Nicolas, le 20/10/2014
( mots)

Avec un peu de recul, maintenant que la frénésie des sorties estampillées Weezer s’est quelque peu tarie, il faut bien accepter l’évidence : après Maladroit, Rivers Cuomo a quand même aligné une belle brochette d’albums plus que dispensables. Qui réécoute encore aujourd’hui Make Believe, le Red Album, Raditude et Hurley ? Au plus sympathiques en leurs temps, ces quatre galettes n’auront pas résisté à l’épreuve du temps, et ne parlons même pas de la piètre collection de B-Sides Death To False Metal commercialisée peu après. Quand on pense que Cuomo était tout prêt de nous infliger un Yellow Album express en 2012… heureusement, le geek est soudainement revenu à la raison et a balancé tout son disque à la poubelle, et là, on peut dire qu’on a eu chaud. D’autant que dans le même temps, Matt Sharp, celui qui a préféré quitté le navire avant que les voies d’eau ne deviennent trop visibles, ressuscitait tout récemment ses Rentals avec une certaine réussite, préparant une fois de plus les critiques à tirer à boulet rouge sur le nerd-band privé de l’un de ses anciens moteurs.

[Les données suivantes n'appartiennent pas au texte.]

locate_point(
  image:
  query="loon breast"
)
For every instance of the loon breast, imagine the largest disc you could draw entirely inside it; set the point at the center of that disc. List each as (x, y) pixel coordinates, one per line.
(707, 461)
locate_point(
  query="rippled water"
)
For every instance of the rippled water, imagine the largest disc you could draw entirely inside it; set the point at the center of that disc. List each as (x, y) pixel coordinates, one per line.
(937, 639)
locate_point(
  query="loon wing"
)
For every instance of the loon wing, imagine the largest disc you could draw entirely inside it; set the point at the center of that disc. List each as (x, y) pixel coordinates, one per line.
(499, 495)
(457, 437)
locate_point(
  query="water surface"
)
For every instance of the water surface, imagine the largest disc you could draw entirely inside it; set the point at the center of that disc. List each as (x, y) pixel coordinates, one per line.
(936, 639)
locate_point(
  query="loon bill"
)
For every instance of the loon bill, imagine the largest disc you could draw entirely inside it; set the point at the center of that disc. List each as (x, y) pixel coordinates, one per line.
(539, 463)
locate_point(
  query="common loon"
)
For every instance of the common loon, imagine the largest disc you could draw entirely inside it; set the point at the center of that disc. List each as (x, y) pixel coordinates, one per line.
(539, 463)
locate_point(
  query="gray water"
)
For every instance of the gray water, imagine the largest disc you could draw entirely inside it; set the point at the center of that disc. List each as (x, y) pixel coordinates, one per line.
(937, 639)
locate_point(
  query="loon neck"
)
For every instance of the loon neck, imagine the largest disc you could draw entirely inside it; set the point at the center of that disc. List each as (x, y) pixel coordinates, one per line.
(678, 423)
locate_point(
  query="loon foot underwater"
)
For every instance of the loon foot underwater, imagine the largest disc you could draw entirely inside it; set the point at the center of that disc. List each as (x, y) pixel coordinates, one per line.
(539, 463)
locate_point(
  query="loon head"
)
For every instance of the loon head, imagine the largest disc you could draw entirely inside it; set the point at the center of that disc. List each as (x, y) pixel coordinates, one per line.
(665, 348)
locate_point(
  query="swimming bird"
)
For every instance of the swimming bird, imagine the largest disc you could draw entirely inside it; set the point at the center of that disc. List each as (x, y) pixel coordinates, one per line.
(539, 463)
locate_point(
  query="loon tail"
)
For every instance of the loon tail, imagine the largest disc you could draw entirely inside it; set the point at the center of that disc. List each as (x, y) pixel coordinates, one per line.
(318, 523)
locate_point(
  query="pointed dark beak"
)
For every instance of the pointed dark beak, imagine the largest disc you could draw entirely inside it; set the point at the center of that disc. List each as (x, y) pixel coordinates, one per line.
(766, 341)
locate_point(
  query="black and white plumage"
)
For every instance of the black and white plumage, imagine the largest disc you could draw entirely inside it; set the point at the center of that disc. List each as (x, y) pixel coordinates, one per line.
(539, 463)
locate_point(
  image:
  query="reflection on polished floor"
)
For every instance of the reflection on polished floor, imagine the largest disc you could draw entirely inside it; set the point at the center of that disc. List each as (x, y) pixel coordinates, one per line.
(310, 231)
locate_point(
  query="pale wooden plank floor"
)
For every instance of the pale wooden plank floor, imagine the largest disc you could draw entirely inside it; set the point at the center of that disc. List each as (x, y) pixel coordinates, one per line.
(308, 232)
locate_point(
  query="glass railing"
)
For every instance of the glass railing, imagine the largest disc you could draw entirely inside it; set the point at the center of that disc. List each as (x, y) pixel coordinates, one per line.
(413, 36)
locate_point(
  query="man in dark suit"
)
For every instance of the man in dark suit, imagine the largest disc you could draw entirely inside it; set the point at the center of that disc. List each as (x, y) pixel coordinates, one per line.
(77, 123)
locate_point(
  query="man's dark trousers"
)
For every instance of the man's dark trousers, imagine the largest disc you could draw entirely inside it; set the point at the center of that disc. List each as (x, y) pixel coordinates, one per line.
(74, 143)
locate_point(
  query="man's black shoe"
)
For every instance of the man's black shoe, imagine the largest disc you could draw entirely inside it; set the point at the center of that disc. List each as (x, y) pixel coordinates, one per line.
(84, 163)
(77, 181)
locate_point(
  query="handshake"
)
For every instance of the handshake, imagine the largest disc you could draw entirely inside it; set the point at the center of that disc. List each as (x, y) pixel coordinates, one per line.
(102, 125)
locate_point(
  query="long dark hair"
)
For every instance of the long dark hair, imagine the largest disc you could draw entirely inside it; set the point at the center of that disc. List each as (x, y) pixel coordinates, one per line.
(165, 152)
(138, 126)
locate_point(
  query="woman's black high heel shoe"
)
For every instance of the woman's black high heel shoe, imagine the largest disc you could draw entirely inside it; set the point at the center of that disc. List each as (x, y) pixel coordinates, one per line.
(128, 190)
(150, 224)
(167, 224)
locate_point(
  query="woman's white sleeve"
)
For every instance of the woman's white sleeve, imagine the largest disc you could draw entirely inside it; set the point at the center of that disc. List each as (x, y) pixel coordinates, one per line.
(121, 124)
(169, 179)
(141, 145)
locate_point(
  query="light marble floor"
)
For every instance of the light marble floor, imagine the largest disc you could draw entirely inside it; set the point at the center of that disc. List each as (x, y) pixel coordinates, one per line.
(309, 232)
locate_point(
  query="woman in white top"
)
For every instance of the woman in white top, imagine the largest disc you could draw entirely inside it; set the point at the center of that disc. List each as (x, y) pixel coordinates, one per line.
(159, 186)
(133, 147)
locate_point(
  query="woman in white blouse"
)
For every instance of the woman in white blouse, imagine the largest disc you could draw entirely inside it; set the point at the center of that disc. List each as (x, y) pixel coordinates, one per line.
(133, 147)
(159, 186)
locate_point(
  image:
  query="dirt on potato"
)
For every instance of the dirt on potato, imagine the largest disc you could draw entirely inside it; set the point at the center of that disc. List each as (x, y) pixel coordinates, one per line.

Crise existentielle ? Prise de conscience ? Empêtré dans une boulimie créatrice de plus en plus stérile, il aura fallu beaucoup de lucidité au binoclard du Connecticut pour réussir son auto-analyse. Il faut dire que dès le Green Album, Rivers Cuomo n’avait pas forcément négocié la meilleure trajectoire, celle qui consistait à se mettre en retrait et à accoucher d’une pop sans réel fond ni fondement. Le traumatisme Pinkerton était encore vivace, et il ne fait aucun doute que la réconciliation de Rivers avec son album maudit, entérinée par une tournée américaine où le disque noir fut joué en intégralité, a certainement compté dans le brusque virage opéré par Everything Will Be Alright In The End. Ça plus l’accueil au bout du compte triomphal réservé à la réédition augmentée de Pinkerton, créditée d’un invraisemblable 100 au barème Metacritic, un véritable exploit qui a dû faire chaud au pauvre petit coeur meurtri de Cuomo. C’est donc réconcilié avec son rock que Weezer revient aux affaires après quatre longues années de silence - et une bonne dizaine d’années de disette créative.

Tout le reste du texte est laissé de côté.